It's chaos from the very start when Trenton Miller swings open the wooden doors of a four-bedroom home in McLean, Virginia, a suburb of Washington DC.
Miller, a 19-year-old real-estate agent, takes the viewer on a frantic jog through all three floors of the $3.4 million property.
He plays rock-paper-scissors with himself in the mirror, pretends to have a distressing trip to the toilet, and falls not once, but three times, on the hardwood floor.
Miller calls it a speed tour.
For the recent high-school graduate, it's become an important calling card as he starts his career in his hometown of Chambersburg, Pennsylvania, a small county seat west of Gettysburg.
In a stagnant real-estate market, Miller, like other agents, has been forced to get creative to make his listings stand out and find potential buyers. Enter the speed tour. Now, other agents have asked Miller to film his run-throughs of their listings, some even paying as much as $1,500 for a single speed tour posted to his account @trent_miller__, which has 1.3 million followers.
"It's been a blessing," Miller told Business Insider. "I really want to make sure I capitalize on the opportunity."

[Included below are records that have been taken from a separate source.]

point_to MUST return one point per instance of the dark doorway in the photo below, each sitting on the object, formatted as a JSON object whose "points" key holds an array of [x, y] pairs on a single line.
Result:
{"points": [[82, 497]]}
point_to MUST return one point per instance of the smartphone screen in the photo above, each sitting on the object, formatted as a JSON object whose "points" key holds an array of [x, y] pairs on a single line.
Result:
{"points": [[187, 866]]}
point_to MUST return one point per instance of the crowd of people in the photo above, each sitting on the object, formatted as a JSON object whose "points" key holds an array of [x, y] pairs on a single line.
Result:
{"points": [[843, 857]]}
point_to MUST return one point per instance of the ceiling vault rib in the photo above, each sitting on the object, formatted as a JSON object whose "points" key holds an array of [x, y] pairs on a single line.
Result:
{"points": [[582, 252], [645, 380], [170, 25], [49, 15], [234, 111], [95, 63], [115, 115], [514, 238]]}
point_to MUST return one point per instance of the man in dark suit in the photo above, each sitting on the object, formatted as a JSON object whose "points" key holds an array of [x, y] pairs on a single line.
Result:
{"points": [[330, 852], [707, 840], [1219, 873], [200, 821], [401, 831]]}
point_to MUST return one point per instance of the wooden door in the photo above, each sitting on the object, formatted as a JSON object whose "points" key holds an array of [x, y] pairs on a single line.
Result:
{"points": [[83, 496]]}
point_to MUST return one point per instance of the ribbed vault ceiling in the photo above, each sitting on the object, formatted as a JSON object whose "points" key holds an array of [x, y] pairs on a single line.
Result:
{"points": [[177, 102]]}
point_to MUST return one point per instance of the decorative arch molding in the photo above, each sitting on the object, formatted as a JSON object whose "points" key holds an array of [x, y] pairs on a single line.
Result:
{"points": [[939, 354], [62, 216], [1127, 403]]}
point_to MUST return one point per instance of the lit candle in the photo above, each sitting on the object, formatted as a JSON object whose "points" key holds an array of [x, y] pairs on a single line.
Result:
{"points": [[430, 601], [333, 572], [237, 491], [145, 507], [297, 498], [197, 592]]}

Miller intended to invest in rental properties, inspired by real-estate entrepreneurs he admired on YouTube like Grant Cardone, but determined the experience he'd gain as a broker was a good place to start.
Early on, Miller realized that a traditional home tour — where a broker calmly narrates a walk-through of a home for sale and points out commonplace details like the height of the ceilings or finishings on a sink — would get lost on TikTok.
It was also difficult to find homebuyers prepared to endure relatively high mortgage interest rates and expensive home prices.
"Business was slow getting started," Miller told Business Insider. "I was like, 'Man, I got to do something different.'"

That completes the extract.